I repeat it once again: Lance Armstrong has never used doping. Never, never, never
What’s it all mean? Well the UCI says it’s come under “sustained attack” from the media. But a defence document that tries to set the record straight seems at best to have mistaken information or worse, still struggles to come clean over something as irrelevant as a clumsy interview.
The UCI’s got problems with its leadership but it does plenty of good. Sometimes you feel you have to state this so that people realise that the governing body is actually about 100 people working hard for the sport rather than the wobbly tandem of Verbruggen and McQuaid and the often own-goal scoring communications service.
The UCI’s done some good things with women’s racing but they and the French Federation need to take a look into what’s been happening in France this week. In times past the Tour de l’Aude was one of the best women’s stage races. Held in the south of France between the Mediterranean and the Pyrenees it offered fine roads and good racing but admin problems meant in stopped in 2010. It’s come back under the name of the of the Tour du Languedoc-Rousillon, the name of the wider region. Only it’s been a farce. First teams travelling to the race heard by Twitter than the race was cancelled but then the news changed. We’ve learned policing costs and other important matters were not paid for and the riders have been lodged on a spartan campsite serving the most economical dishes. Now even the men can get cheap conditions but never this bad but it’s not the simplicity of the surroundings, it’s the way the race almost didn’t start and the eleventh hour chaos that needs to be investigated.
Chamorro leads the Ronde
Meanwhile just to the west the Ronde de l’Isard stage race has been a success. It’s an amateur stage race with a long list of famous winners and in recent years the likes of David Moncoutié, Denis Menchov, Christophe Le Mével, Michael Creed, Kenny Elissonde, Andrew Talansky and Joe Dombrowski have stood on the podium. There are many amateur races in Europe but few venture into the high mountains, the Galibier and Tourmalet are reserved for the Tour or Giro. But the Ronde de l’Isard uses the Pyrenees and often reveals talents that most other races cannot. Going into Sunday’s final stage this year’s race is being led by Juan Chamorro of 472-Colombia. The pre-race favourite, Chamorro was second in last year’s Tour de l’Avenir and is following the likes of Nairo Quintana only he seems to be a more punchy rider rather than a pure mountain goat.
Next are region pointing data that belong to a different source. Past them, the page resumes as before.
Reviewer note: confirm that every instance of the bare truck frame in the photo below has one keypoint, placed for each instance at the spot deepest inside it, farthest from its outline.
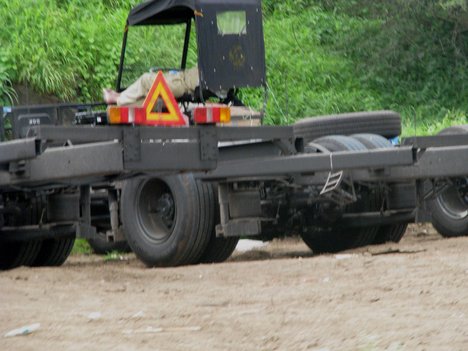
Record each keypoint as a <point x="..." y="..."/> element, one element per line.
<point x="185" y="195"/>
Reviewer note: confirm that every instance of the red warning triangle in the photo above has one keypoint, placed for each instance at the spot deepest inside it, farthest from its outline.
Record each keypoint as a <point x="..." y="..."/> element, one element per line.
<point x="159" y="89"/>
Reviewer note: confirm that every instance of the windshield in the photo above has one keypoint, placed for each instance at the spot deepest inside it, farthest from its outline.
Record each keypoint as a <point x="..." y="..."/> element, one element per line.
<point x="153" y="48"/>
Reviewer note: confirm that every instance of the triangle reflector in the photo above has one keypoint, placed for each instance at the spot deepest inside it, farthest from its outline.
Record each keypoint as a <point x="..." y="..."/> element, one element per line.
<point x="160" y="90"/>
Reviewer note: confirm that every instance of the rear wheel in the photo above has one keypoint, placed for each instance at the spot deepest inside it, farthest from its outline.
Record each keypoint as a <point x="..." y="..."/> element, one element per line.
<point x="332" y="238"/>
<point x="167" y="221"/>
<point x="449" y="210"/>
<point x="22" y="253"/>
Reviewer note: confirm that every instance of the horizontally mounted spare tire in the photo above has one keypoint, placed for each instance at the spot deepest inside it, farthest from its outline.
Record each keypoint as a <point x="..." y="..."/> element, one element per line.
<point x="334" y="238"/>
<point x="449" y="210"/>
<point x="167" y="220"/>
<point x="385" y="123"/>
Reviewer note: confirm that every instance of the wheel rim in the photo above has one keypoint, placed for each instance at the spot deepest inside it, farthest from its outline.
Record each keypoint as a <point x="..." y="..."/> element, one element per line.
<point x="156" y="210"/>
<point x="454" y="202"/>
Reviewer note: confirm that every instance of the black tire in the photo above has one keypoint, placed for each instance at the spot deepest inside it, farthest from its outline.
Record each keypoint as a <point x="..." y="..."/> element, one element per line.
<point x="337" y="239"/>
<point x="385" y="123"/>
<point x="54" y="252"/>
<point x="449" y="210"/>
<point x="16" y="254"/>
<point x="392" y="232"/>
<point x="218" y="249"/>
<point x="167" y="220"/>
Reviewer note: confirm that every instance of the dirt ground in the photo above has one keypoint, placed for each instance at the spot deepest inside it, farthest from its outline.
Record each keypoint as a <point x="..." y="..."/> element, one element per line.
<point x="411" y="296"/>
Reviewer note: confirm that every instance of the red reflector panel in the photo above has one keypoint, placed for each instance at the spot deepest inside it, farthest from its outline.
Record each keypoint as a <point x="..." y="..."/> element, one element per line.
<point x="126" y="115"/>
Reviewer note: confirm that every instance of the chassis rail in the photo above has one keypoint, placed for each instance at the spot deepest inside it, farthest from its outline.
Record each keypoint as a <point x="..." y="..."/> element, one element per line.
<point x="93" y="154"/>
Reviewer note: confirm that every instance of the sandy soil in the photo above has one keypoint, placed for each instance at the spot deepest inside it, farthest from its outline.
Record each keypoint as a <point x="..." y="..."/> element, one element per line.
<point x="412" y="296"/>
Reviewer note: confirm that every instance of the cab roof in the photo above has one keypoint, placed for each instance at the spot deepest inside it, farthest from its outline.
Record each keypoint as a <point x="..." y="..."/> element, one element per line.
<point x="225" y="60"/>
<point x="176" y="11"/>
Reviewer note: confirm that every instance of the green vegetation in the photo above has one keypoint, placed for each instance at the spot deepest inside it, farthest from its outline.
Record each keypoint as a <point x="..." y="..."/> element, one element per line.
<point x="323" y="56"/>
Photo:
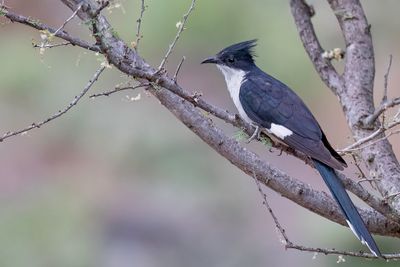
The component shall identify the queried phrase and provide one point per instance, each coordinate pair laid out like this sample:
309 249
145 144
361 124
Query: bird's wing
274 106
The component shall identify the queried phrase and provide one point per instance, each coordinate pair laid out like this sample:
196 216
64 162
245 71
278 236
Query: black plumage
269 104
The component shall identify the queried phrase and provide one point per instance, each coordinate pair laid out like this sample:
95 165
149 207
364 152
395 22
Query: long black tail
353 218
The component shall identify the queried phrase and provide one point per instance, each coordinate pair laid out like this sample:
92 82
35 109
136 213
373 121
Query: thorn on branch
181 27
385 103
178 69
290 245
139 36
336 53
119 89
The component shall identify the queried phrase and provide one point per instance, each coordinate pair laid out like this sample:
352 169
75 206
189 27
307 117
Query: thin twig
386 77
139 36
68 20
119 89
290 245
51 45
59 113
385 103
181 28
34 23
175 78
278 226
357 145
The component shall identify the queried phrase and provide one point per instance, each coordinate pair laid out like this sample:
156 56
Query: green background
116 182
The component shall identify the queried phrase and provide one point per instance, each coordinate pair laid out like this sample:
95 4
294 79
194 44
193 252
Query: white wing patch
280 131
361 238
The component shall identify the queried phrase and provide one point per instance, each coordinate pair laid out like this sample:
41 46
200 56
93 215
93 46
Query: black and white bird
270 105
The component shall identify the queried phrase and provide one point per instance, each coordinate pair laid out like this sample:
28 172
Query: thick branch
129 62
302 14
357 96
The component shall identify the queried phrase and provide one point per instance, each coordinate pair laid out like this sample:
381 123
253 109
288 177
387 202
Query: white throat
234 79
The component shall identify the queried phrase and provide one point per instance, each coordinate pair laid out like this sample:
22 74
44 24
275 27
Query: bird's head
238 56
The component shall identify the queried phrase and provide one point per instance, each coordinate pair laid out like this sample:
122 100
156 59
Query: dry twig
181 28
139 21
60 112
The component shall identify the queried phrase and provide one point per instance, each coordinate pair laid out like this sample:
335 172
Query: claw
255 135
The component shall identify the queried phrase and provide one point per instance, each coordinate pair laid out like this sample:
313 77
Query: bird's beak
212 59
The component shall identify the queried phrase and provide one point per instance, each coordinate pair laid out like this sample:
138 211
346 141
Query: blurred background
117 182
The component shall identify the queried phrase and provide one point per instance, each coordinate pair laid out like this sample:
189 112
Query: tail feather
353 218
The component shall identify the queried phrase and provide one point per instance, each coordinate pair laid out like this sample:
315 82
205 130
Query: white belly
234 79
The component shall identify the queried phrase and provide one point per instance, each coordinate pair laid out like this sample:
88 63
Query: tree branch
40 26
357 96
59 113
129 62
302 14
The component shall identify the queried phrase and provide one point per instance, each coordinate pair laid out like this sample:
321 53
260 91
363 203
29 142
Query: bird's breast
234 79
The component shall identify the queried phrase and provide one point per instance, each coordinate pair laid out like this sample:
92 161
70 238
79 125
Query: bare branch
40 26
302 14
181 28
385 104
358 145
178 68
168 93
50 45
283 237
119 89
139 21
59 113
68 20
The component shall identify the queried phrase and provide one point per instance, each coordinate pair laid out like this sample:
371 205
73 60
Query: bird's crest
241 50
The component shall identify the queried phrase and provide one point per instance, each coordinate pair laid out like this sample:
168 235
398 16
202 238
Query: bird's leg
255 135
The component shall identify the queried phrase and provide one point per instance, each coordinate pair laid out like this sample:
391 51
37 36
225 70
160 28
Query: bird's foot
255 135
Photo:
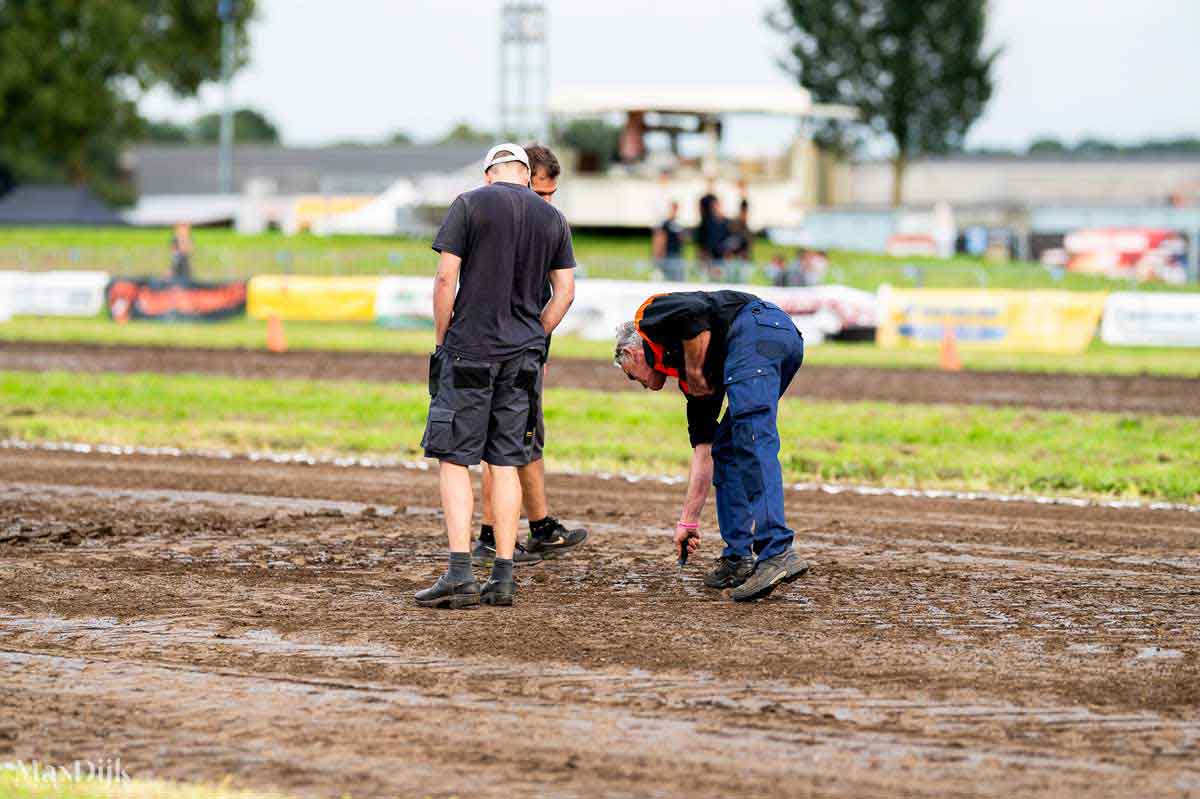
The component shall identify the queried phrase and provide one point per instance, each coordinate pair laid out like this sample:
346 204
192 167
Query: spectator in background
667 242
738 245
703 230
717 239
181 253
777 270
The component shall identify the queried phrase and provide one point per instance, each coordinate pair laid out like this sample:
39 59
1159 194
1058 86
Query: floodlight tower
525 68
225 168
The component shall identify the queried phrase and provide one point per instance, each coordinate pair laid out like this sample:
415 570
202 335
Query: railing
415 258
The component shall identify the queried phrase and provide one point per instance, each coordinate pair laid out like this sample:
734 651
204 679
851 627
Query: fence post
1194 256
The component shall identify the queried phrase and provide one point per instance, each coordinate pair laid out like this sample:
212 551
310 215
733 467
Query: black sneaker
730 572
551 539
767 575
447 594
498 592
483 554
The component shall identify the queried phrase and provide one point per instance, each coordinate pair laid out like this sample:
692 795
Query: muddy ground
202 618
1137 394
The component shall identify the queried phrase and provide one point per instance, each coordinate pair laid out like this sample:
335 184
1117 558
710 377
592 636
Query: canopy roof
786 101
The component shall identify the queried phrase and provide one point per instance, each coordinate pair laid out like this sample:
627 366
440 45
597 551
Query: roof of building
39 204
787 101
192 169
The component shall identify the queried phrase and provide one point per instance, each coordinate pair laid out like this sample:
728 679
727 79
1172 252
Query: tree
1047 144
165 131
915 70
249 125
463 133
71 73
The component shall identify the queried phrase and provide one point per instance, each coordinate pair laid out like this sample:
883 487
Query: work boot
498 592
484 553
549 538
448 594
730 572
781 569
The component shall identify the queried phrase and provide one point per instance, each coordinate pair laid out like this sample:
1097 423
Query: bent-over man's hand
685 536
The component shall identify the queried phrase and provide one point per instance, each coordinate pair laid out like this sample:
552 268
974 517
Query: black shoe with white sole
767 575
448 594
549 538
484 553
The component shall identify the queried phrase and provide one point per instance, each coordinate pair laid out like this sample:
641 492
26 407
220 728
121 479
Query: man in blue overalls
718 344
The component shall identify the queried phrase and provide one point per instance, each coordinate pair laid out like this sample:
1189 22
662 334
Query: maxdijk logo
107 772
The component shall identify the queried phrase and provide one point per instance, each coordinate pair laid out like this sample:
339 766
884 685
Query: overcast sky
363 68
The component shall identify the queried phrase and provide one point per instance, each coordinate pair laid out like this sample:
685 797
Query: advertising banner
162 300
67 293
1029 322
600 305
1151 319
313 299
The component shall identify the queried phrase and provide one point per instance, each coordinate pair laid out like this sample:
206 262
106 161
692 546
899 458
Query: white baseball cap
517 151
— RADIOVELO (@radiovelo31) May 18, 2013
Finally, last but not least, a few people have asked why I’ve not been covering the Tour of California. Well other people do it better. I’ve never visited the state yet alone raced or ridden there so I don’t know the geography. Plus this is a blog and not a newswire, there’s not the time with the Giro and more. Still it’s been enjoyable to follow. Tejay van Garderen and the BMC team are in control, perhaps setting up another “who is the Tour de France team leader” debate for the media? But for me it’s different at BMC. The team doesn’t have many mountain climbers so their riders have to react and invent on the road rather than rely on a mountain train.
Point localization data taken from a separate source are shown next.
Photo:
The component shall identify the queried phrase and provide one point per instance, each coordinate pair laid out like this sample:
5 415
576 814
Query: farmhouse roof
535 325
Also the whole subject of overlapping races is something to revisit. As the USA’s premium race, the Tour of California is competing with the Giro. But only partially because the Tour of California is not on the World Tour calendar, largely so it can invite home teams for domestic interest rather than play host to squads promoting the Belgian lottery or French health insurance. For me the real problem is overlapping World Tour races, for example Paris-Nice vs Tirreno-Adriatico or the Dauphiné vs Tour de Suisse.